Consent, privacy and GDPR

Client

A large international non-profit with U.S. based headquarters.

Role

UX Designer

Goal

At the time of design, GDPR was relatively new. There weren’t any good (i.e. upheld by legal precedent) examples we could build from.

The organization needed to respect the GDPR rights of its members by designing new flows for managing personal information and contact preferences.

Result

An early example that set the stage for how companies manage consent and PII. Laws like GDPR and CCPA are quickly becoming the rule, rather than the exception.

I designed and our engineering team built both internal and consumer-facing tools for members to manage their personal information.

The story…

The General Data Protection Regulation— GDPR for short— was a massive consumer data protection and privacy law passed by the European Union in 2016 and implemented in 2018. For any company who collected data on European Union citizens, this demanded major changes to business practice and any products where personal information appeared.

Consent is one of the key tenets of the GDPR law. The law defines it as “freely given, specific, informed and unambiguous indication […] by a statement or by a clear affirmative action.”

Users had to opt in to the uses of their information. Further, the law was interpreted that we couldn’t use design to make certain options more appealing, or use coercive design to steer a user to the choice we wanted them to take.

It was interpreted that using colors with strong imbued meanings like green and red were coercive— we had to choose and test novel colors. We added the icons to ease some of the cognitive dissonance these new colors presented in testing.

There was also a significant education portion of GDPR we needed to address. We had a large backend team located in a non E.U. country that was used to working directly with members. Because of the importance some teams assigned to these uses of personal information, our backend team often opted members in. While training was provided— additional reminders were needed.

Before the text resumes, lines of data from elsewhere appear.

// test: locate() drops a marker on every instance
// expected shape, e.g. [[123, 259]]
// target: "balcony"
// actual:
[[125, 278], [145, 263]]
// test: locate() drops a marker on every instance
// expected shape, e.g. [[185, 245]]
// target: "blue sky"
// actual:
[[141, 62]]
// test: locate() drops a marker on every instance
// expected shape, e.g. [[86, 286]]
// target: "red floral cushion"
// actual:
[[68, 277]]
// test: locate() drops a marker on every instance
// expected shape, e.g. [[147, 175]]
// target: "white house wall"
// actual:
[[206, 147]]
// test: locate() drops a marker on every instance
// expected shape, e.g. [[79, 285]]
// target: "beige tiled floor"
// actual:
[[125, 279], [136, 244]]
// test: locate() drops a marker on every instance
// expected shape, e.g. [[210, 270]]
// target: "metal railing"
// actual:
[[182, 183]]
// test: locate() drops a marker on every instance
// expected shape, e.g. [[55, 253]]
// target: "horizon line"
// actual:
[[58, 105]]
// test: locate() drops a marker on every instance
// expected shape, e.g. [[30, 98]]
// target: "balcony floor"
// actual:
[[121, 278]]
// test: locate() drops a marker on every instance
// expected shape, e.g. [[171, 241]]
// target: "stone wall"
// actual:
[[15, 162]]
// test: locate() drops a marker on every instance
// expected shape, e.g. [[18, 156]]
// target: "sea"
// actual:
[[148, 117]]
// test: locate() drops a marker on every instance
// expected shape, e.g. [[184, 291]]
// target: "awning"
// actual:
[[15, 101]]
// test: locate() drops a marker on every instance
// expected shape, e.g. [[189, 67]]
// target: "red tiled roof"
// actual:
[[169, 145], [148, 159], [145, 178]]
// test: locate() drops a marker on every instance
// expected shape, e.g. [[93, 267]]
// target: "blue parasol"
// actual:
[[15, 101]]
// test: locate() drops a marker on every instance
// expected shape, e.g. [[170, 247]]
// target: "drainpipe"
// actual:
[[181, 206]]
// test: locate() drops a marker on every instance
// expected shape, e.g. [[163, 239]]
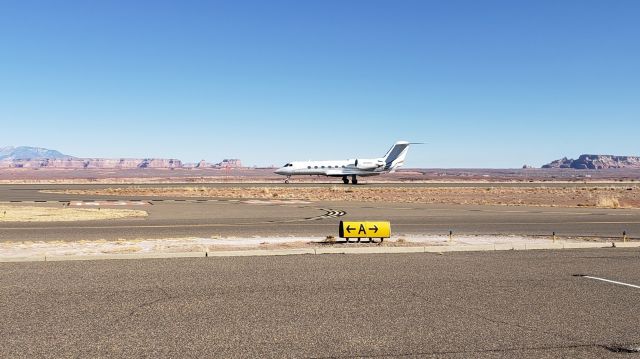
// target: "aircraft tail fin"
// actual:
[[396, 155]]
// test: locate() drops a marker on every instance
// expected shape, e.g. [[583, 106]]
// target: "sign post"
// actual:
[[367, 229]]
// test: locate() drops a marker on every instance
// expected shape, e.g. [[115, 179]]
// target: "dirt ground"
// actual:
[[602, 197], [19, 213]]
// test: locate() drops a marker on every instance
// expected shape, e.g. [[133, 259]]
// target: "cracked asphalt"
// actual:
[[455, 305]]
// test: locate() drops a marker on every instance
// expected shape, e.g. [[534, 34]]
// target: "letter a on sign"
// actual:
[[368, 229]]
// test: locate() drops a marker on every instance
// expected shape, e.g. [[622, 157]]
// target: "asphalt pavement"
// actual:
[[458, 305], [171, 217]]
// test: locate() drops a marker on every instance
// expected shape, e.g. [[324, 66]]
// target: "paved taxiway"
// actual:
[[206, 217], [506, 304]]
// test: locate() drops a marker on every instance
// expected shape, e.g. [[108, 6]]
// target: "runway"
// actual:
[[206, 217], [457, 305]]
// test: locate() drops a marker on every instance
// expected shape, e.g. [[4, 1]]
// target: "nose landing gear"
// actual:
[[345, 179]]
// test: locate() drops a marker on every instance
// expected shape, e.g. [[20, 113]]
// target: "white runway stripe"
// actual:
[[612, 281]]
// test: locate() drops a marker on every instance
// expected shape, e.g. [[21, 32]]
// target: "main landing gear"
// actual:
[[345, 179]]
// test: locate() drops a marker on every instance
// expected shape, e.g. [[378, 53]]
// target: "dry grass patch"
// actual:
[[55, 214]]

We created a new feature called “my privacy and consents.” The notion of Privacy was better understood by non E.U. members; whereas those familiar with GDPR jargon were clearer with the word consents. Because other staff were able to update consents (in limited contexts), we needed to be transparent with the user about who— and when— a consent was updated.

Designing for some of these new requirements required establishing new patterns that also needed to be built into the organization’s design system— as well as working with developers to ensure that there was clarity around when a “yes/no” option was consent and required an alternative design. After all, the use of red and green is so well established that removing it entirely would have adversely affected task completion and increased user error.

Consent wasn’t the only consideration— we additionally I designed the flows for the “Right to be forgotten,” changed how we presented our privacy policy, and further revamped our UX research program to be GDPR compliant and respectful of our E.U. members’ rights.